Atletico Madrid sebenarnya memberi perlawanan ketat sepanjang pertandingan, tetapi gagal memaksimalkan momen-momen penting yang mereka dapatkan. Hasil ini membuat tim asuhan Diego Simeone kembali pulang tanpa trofi setelah hanya terpaut tipis dari kemenangan.
Final berjalan sengit sejak awal
Pertandingan berlangsung dengan tensi tinggi karena kedua tim sama-sama bermain hati-hati namun tetap agresif saat menyerang. Atletico sempat merespons kebobolan dengan baik, tetapi Simeone menilai ritme permainan timnya kemudian menurun.
“Pertama-tama, selamat kepada lawan. Kami bereaksi dengan baik setelah kebobolan, kemudian kami terus bermain dengan tempo lambat,” ujar Simeone. Pernyataan itu menggambarkan bahwa Atletico sempat punya kendali, tetapi gagal mempertahankannya sampai akhir.
Simeone juga menyoroti fase setelah turun minum ketika timnya mencoba menaikkan intensitas. Menurut dia, Atletico seharusnya bisa menambah gol melalui Johnny atau Baena, namun peluang yang muncul tidak berakhir dengan keunggulan yang lebih aman.

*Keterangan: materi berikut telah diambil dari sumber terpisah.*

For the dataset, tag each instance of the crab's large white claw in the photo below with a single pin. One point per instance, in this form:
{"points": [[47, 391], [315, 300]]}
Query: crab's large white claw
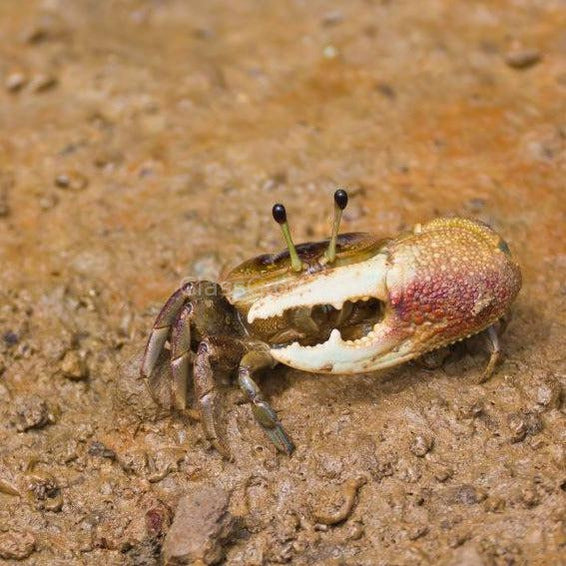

Kesempatan emas di waktu tambahan
Drama pertandingan makin terasa saat duel memasuki babak tambahan waktu. Atletico sempat sangat dekat dengan gol melalui sepakan Julian yang membentur tiang gawang, sementara Real Sociedad juga punya peluang bersih yang digagalkan kiper Musso.
Dua momen itu menjadi titik krusial karena keduanya datang saat pertandingan sudah mendekati garis akhir. Setelah gagal memaksimalkan kesempatan terbaik, kedua tim pun harus menyelesaikan penentuan lewat adu penalti.
Dalam situasi tersebut, Real Sociedad tampil lebih efektif dan lebih tenang saat mengeksekusi penalti. Mereka akhirnya memastikan kemenangan 4-3 dan mengunci trofi setelah 120 menit pertandingan yang menguras tenaga.
Simeone kecewa, tapi tetap memberi kredit untuk lawan
Setelah laga, Simeone tidak menyembunyikan kekecewaannya atas kegagalan Atletico membawa pulang gelar. Ia tetap memberi apresiasi kepada Real Sociedad sebelum menilai bahwa timnya harus lebih tajam pada detail permainan.
Pelatih asal Argentina itu juga mengakui sulit menyampaikan kata-kata penghiburan kepada para suporter yang datang dengan harapan besar ke final. Menurut dia, kemenangan adalah jawaban yang dibutuhkan pendukung, bukan sekadar penjelasan setelah kegagalan.
“Sulit untuk memberi pesan kepada suporter karena mereka membutuhkan kemenangan, bukan pesan. Yang pasti kami harus tetap bekerja setiap hari,” kata Simeone. Ucapan itu memperlihatkan bahwa Atletico harus segera menata ulang fokus setelah peluang juara mereka hilang di babak adu penalti.
Atletico kembali gagal pada momen penentuan
Kegagalan ini menambah daftar frustrasi Atletico pada laga-laga besar yang ditentukan detail kecil. Mereka menunjukkan daya juang tinggi sepanjang final, tetapi tetap kehilangan efisiensi saat peluang datang dan ketenangan saat adu penalti dimulai.
Real Sociedad, sebaliknya, mampu memanfaatkan tekanan dengan lebih baik pada momen paling menentukan. Juara lewat adu penalti ini memperlihatkan bahwa final bukan hanya soal dominasi permainan, tetapi juga soal ketepatan pada saat yang paling krusial.